Overview of the group
Our group investigates the cellular and molecular mechanisms involved in the inflammatory response, with particular interest in its resolution and its role in tumor progression and metastasis. In this scenario, the laboratory is actively engaged in the study of genetic and epigenetic mechanisms regulating leukocyte traffick and their recruitment and activation during the inflammatory response.
A first research area is focused on the chemokine system, a large family of cytokines with chemotactic activity that acts through specific receptors to control leukocyte recruitment during immune responses. In particular, the laboratory has been involved in the identification and functional characterization of chemokine scavenger receptors, an emerging subset of receptors with regulatory functions and a significant role in various pathological conditions. The laboratory has identified the first receptor of this subgroup, characterized the structural aspects that support its biological function (scavenging of the ligand, intracellular trafficking, signaling properties), and has demonstrated its non-redundant role in vivo in several models of inflammation (sterile inflammation, fetal loss, colitis), infection (mycobacteria), immune-mediated diseases (GvHD) and cancer (colon cancer, Kaposi's sarcoma). In recent years, the laboratory has also been putting efforts in the development of new inhibitors of this molecular system, providing a significant contribution to the understanding of the mechanism of action of allosteric modulators of chemokine receptors. More recently, it has been involved in the functional characterization of molecules that can block the production of chemokines.

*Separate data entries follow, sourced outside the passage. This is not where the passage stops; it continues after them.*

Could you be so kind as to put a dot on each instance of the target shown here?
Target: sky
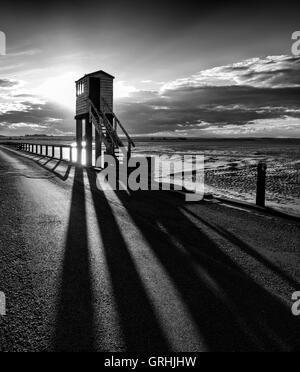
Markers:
(223, 69)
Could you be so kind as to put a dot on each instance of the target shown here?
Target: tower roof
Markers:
(97, 73)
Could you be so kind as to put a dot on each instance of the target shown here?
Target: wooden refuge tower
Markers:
(94, 106)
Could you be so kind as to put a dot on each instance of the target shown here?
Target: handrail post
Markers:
(261, 184)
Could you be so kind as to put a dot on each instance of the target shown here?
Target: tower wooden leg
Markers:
(89, 142)
(79, 140)
(98, 140)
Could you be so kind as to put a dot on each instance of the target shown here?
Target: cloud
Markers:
(252, 97)
(269, 72)
(8, 83)
(237, 95)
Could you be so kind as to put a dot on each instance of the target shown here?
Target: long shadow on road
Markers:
(233, 314)
(141, 328)
(75, 317)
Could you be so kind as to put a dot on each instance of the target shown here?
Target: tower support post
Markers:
(89, 141)
(79, 140)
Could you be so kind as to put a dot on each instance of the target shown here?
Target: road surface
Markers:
(87, 270)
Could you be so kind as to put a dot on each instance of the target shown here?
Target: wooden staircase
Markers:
(107, 125)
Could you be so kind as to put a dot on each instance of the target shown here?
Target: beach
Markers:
(230, 165)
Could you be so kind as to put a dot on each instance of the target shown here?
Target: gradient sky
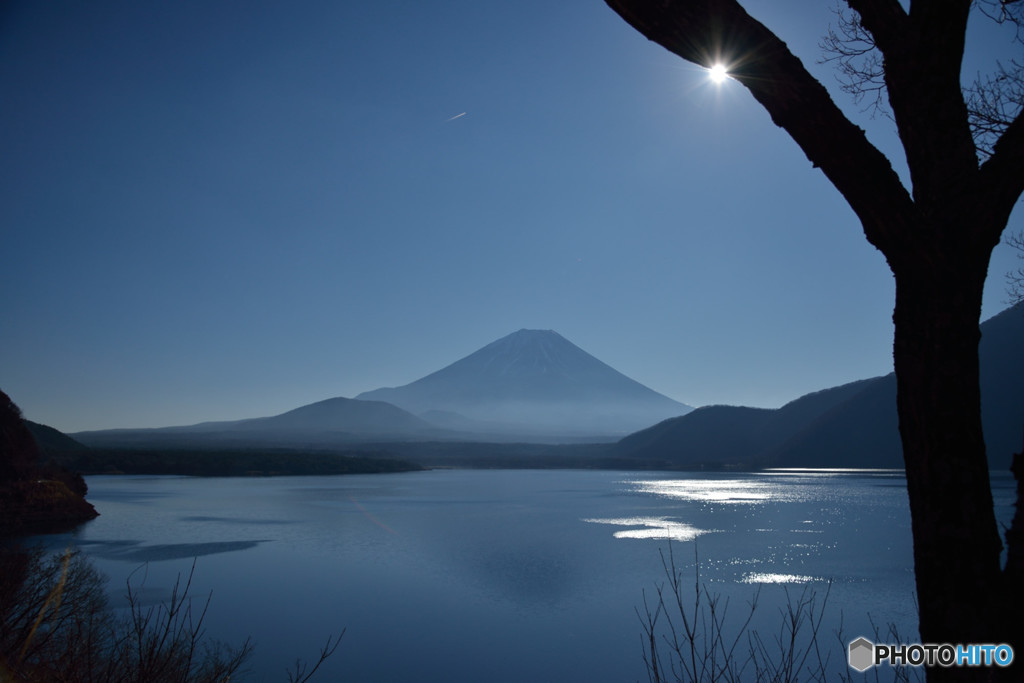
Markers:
(216, 210)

A second research area focuses on the biology of macrophages, which play a central role in the inflammatory response, representing a bridge between innate and adaptive immunity and also coordinate tissue remodeling. Macrophages exert a wide range of biological activities that contribute to the resolution of the inflammatory response, but also have a protumoral role when exposed to specific signals from the tumor microenvironment. These pleiotropic functions result from macrophage response to microenvironmental signals, which lead to different types of polarized macrophage activation. The laboratory first described the complete transcriptional profile of human macrophages activated by the classical (M1) or alternative (M2) pathway and has identified several molecular markers currently under study. Finally, the laboratory is actively involved in the study of genetic and epigenetic mechanisms underlying resolution of inflammation and its protumor role. In particular, the laboratory has recently provided evidence of a role of iron metabolism and new transcription factors in the biology of tumor-associated macrophages. Finally we have identified several microRNAs associated with macrophage activation in response to pro and anti-inflammatory signals and we are currently investigating the complex interaction between microRNA and transcription factors in the regulation of resolution of inflammation.
Another research line, coordinated by Federica Marchesi, is focused on the analysis of leukocytes (macrophages, lymphocytes, B cells) infiltrating solid tumors (adenocarcinoma of the pancreas, lung and colorectal). The dual role of immune cells in cancer has long been known, and the advancement of our knowledge on the molecular mechanisms that regulate their activity in tumors has important clinical and therapeutic implications. Our research is aimed at testing specific immune variables as biomarkers of prognosis or response to therapy in cancer patients. In parallel, identified immune variables are evaluated in preclinical models as potential therapeutic targets of chemo-immunotherapeutic strategies.